В предложенном Йонасом описании делается акцент на том проявлении ответственности, которое в этической литературе принято называть проспективным. Оно формируется на пересечении моральных ценностей и требований с мотивацией моральных деятелей и проявляет себя до того, как поступок совершен - в процессе принятия морально значимого решения, планирования его реализации и непосредственного воплощения запланированного. Однако существует и другое, ретроспективное проявление моральной ответственности. Оно возникает в связи с неисполнением нравственной обязанности, конкретизированной в отношении какого-либо объекта, или в связи с уже реализовавшимся в поступках безответственным отношением к этому объекту. Такое проявление ответственности совпадает с возможностью оправданного морального осуждения и присутствует лишь там, где какое-то действие или бездействие было вменено нравственному деятелю, т.е. входило в горизонт его проспективной ответственности, но так и не состоялось.
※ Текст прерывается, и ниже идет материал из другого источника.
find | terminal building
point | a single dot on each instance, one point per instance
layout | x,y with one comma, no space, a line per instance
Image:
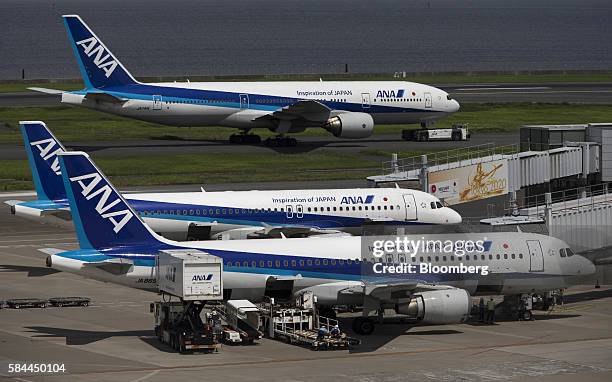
558,177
Определенные трудности при этом создают те эффекты, которые в современной этике принято называть моральной удачей (см.: [5], [15]). Они связаны с тем, что феноменология моральной оценки показывает, что осуждение и самоосуждение распространяются и за пределы контроля и предвидения деятеля в отношении последствий своих поступков, а сила осуждения и самоосуждения подчас не зависит от степени такого контроля и такого предвидения. Это, казалось бы, разрушает связь между проспективной и ретроспективной ответственностью (вменением и осуждением). Однако некоторые наиболее обоснованные объяснения феномена моральной удачи восстанавливают подобную связь. Тот, кто принимает на себя полноту попечения о каком-то объекте, и не должен стремиться к строгому разграничению того, что в его силах, и значит, предполагает возможность негативной оценки, и того, что за пределами его психологических и физических возможностей, и значит, негативную оценку исключает. Такое стремление порождает тенденцию к минимизации проспективной ответственности и делает заботу об объекте ответственности менее эффективной. В контексте этики ответственности Йонаса связь между проспективной ответственностью и возможностью осуждения моральных неудач даже глубже. Она определяется тем, что берущий на себя ответственность за состояние другого человека призван учитывать потребности изменчивой, бесконечной сложной и «самопроизвольной», а потому и непредсказуемой личности и делать это на неограниченном ближайшей перспективой временном отрезке [3, с. 185, 193, 207]. В этом смысле понятие «ответственность» лучше уживается с моральной удачей, чем, например, понятие долга (обязанности), которое ориентировано на постоянное уточнение границ между обязательными и необязательными действиями.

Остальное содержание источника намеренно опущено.